The Trafficking Victims Protection Act of 2000 defines human trafficking as “the use of force, fraud, or coercion to compel or subject an individual into providing labor services or commercial sex acts.” Any minor under the age of eighteen involved in commercial sex acts, is automatically deemed a victim of human trafficking. Sex trafficking victimizes women and children, and is the fastest-growing crime in the world. Hundreds of thousands of American girls are at risk because it is hidden from the general public and it thrives in secret.
Contributing Factors & Aspects of Human Trafficking
The persistence of extreme poverty and discrimination against women and minorities.
The leading role of social media and the Internet in communication.
The lack of parental guidance and mentoring leaves children open to stranger danger.
Transnational organized crime syndicates, gangs, and traffickers.
The failure of the government to make continued progress at eradicating this global scourge.
Aspects of Human Trafficking
Violence against woman and children happens in every nation everyday!

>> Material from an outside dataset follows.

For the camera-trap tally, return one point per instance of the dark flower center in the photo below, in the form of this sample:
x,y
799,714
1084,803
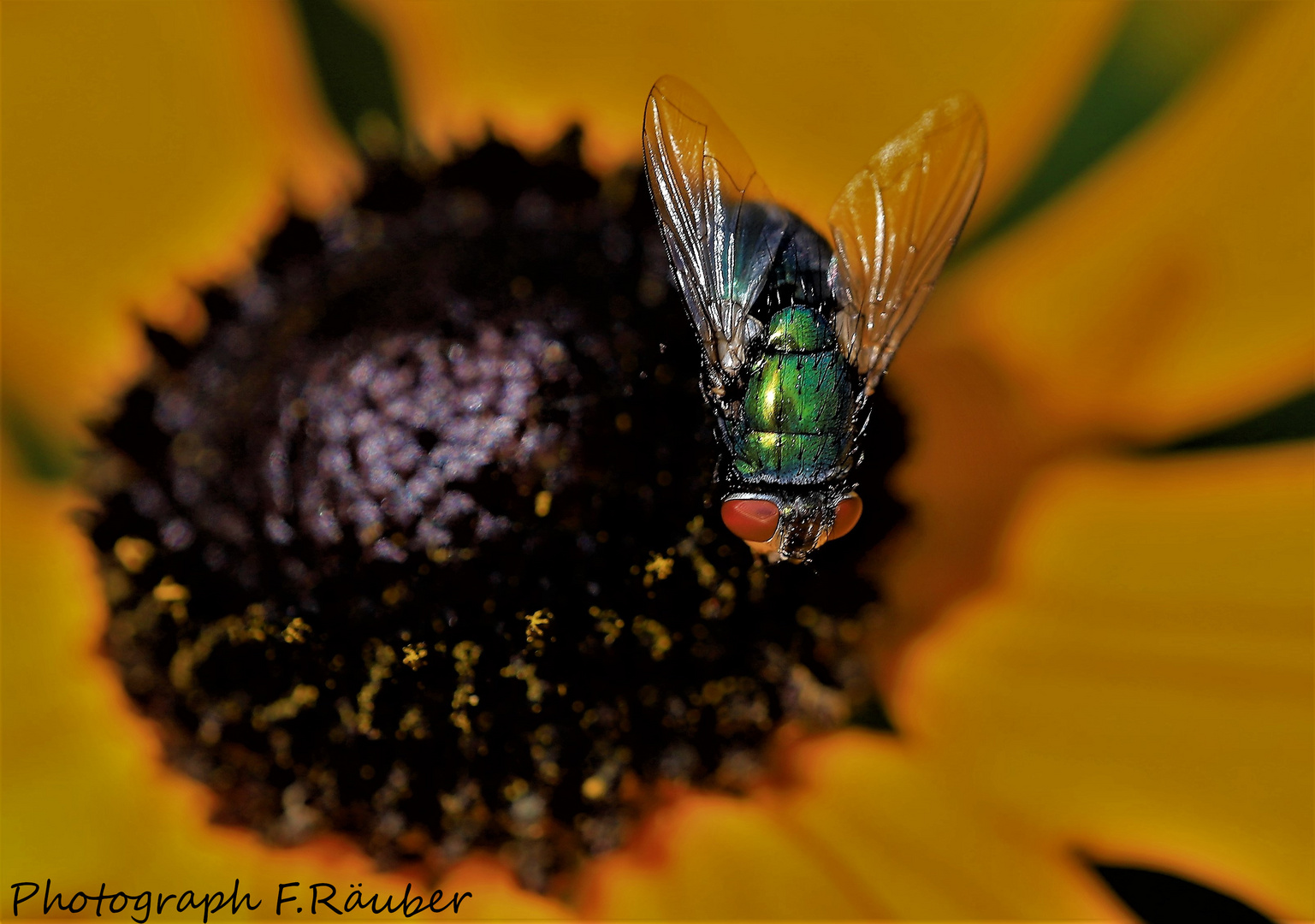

Venues for the sex industry include residential brothels, hostess clubs, online escort services, fake massage parlors, strip clubs, bars, restaurants, truck stops, the streets, online gaming and social media. More people are trafficked today than at the height of the trans-Atlantic slave trade. We need continued education and training across sectors to guarantee that human-trafficking victims are not treated as criminals but as survivors.
We each have a responsibility to make this horrific crime a lot less commonplace and raise awareness. We must impose severe penalties for the people who buy and sell children. It is imperative to ensure that an aggressive approach to combat human trafficking and child pornography is enforced.
Who's at risk
Homeless children are especially vulnerable because they are left to fend for themselves in many cases, with no other choice except to engage in survival sex. Traffickers feed off the deprivation of financial resources and use isolation, power and control, to keep women and children in line. Victims of sex trafficking suffer devastating physical and psychological harm because of the frequency at which traffickers move them. Trafficking victims and their perpetrators are difficult to catch without assistance and support. Victims who do manage to escape are at risk of being recaptured. Currently, 99 percent are never rescued.
The people who sell women and children use a variety of ways to condition and groom their victims. They can subject them to starvation, rape, physical abuse, and confinement. Threats of violence toward them and their family, forced drug use, and shame keep them compliant. In over fifty percent of human trafficking cases the recruiter is a stranger, and in forty-six percent of the cases, the recruiter knows the victim. The younger they are, the more money is made for the trafficker. A high percentage of children are under twelve and as young as babies.